CHICAGO — There is no need for the Trump administration to send more immigration enforcement agents to Chicago as part of a promised crackdown on so-called "sanctuary cities," Cook County Sheriff Tom Dart said Wednesday.
Immigration and Customs Enforcement Acting Director Thomas Homan told the Washington Examiner Tuesday that the Trump administration "plans to flood sanctuary cities" with new agents. Many of the 10,000 new employees will be assigned to locate and deport undocumented immigrants in cities where officials refuse to cooperate with federal immigration agents, Homan said.
"I would suggest that is not the best use of their time and resources," Dart said, adding that he had not been notified of anything officially by the Trump administration. "We have a lot of shootings, a lot of homicides going on in our city right now."
Dart said he has sent "numerous letters" to federal officials asking for help to stop the violence sweeping Chicago's South and West sides.
"I would really love for them to respond to that and help us in those areas," Dart said. "I don't understand how [assigning more ICE agents to Chicago] would help stem this violence. If the federal government wants to be helpful in that area, we need it."
The Sheriff's Department sees no connection between Chicago's status as a sanctuary city and violent crime.
Nearly a month ago, President Donald Trump announced that Chicago violence had reached "epidemic proportions" in a tweet.
Attorney General Jeff Sessions has repeatedly criticized Chicago for declaring itself a "sanctuary city," saying those policies tie the hands of law enforcement by "undermining federal laws that would remove criminal, illegal aliens from the streets and remove them from this country."
Federal officials announced June 30 that 20 new agents would join an expanded Chicago bureau of the Department of Alcohol, Tobacco and Firearms. Those agents are part of the newly formed Chicago Crime Gun Strike Force that "will work exclusively on stemming the flow of illegal guns throughout Chicago and the targeted enforcement of repeat gun offenders," officials said.

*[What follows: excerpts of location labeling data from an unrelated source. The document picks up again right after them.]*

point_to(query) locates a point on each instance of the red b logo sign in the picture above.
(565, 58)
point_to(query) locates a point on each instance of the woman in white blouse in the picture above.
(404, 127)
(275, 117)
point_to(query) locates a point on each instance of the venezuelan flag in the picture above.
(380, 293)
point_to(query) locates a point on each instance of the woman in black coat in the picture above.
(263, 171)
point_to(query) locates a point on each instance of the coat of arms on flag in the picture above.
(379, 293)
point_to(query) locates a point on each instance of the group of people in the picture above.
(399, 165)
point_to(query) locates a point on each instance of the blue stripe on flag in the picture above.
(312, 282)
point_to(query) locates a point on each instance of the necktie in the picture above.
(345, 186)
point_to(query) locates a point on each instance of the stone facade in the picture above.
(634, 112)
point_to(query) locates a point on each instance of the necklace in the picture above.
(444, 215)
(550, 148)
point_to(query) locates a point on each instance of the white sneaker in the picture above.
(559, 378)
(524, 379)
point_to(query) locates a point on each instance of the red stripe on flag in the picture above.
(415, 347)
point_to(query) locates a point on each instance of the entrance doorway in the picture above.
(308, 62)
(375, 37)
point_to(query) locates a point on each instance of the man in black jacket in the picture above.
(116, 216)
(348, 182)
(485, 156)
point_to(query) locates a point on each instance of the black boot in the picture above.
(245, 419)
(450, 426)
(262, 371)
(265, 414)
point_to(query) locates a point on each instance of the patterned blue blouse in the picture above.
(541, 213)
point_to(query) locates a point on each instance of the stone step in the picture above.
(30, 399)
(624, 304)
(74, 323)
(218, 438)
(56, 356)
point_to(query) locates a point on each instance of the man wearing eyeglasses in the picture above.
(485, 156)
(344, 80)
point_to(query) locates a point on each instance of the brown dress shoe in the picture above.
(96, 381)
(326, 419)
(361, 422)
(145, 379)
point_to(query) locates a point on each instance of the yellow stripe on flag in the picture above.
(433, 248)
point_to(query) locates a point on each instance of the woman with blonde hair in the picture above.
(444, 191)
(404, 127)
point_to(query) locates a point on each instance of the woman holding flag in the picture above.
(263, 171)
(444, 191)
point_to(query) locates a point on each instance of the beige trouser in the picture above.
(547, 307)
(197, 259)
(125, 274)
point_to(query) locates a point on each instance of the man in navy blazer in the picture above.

In addition, the ATF deployed a high-tech van in Chicago that can immediately test guns and shell casings at crime scenes throughout the city.
The van first hit Chicago's streets three weeks ago, and is scheduled to remain in the city until the end of July — but local officials said they would ask Sessions to allow the van to stay until Labor Day.
Violence in Chicago has remained higher throughout 2017 than it was in years past, and there have been about as many people killed in shootings this year as in 2016.
Trump has repeatedly criticized violence in Chicago, asking at a rally in Cedar Rapids, Iowa, on June 21: "Look at Chicago. What the hell is going on in Chicago? What's that all about?"
Trump has asked that question in some form nearly a dozen times since taking office.
In response to Trump's taunts and tweets, Mayor Rahm Emanuel has repeatedly asked for more federal agents to combat crime in violence-plagued neighborhoods, after-school help for Chicago's kids and renovating mass transit that runs through the South and West sides.
Matt McGrath, a spokesman for Emanuel, who was in Europe Wednesday, noted that Homan told reporters that there is no evidence to suggest undocumented immigrants commit more crimes than native-born Americans.
"This is more misdirection from the Trump administration, designed to play to the president's political base rather than support public safety," McGrath said in a statement. "Chicago will continue to stand by our values, continue to be a welcoming city to all, and — like other cities — will continue doing so in compliance with federal law."
Trump has vowed to impose financial penalties on sanctuary cities that shelter undocumented immigrants. There are 37 sanctuary cities in the United States, including Chicago, New York, Los Angeles and San Francisco.
While that effort has been thwarted — for now — by court rulings, a bill passed by the U.S. House would impose stiff financial penalties on sanctuary cities. The legislation faces an uncertain future in the Senate.
Earlier this month, the Illinois Chapter of American Civil Liberties Union urged Emanuel and the City Council to do more to protect undocumented immigrants in Chicago, adding its name to demands made by representatives of several groups made up of Black and Latino Chicagoans shortly after Trump's inauguration.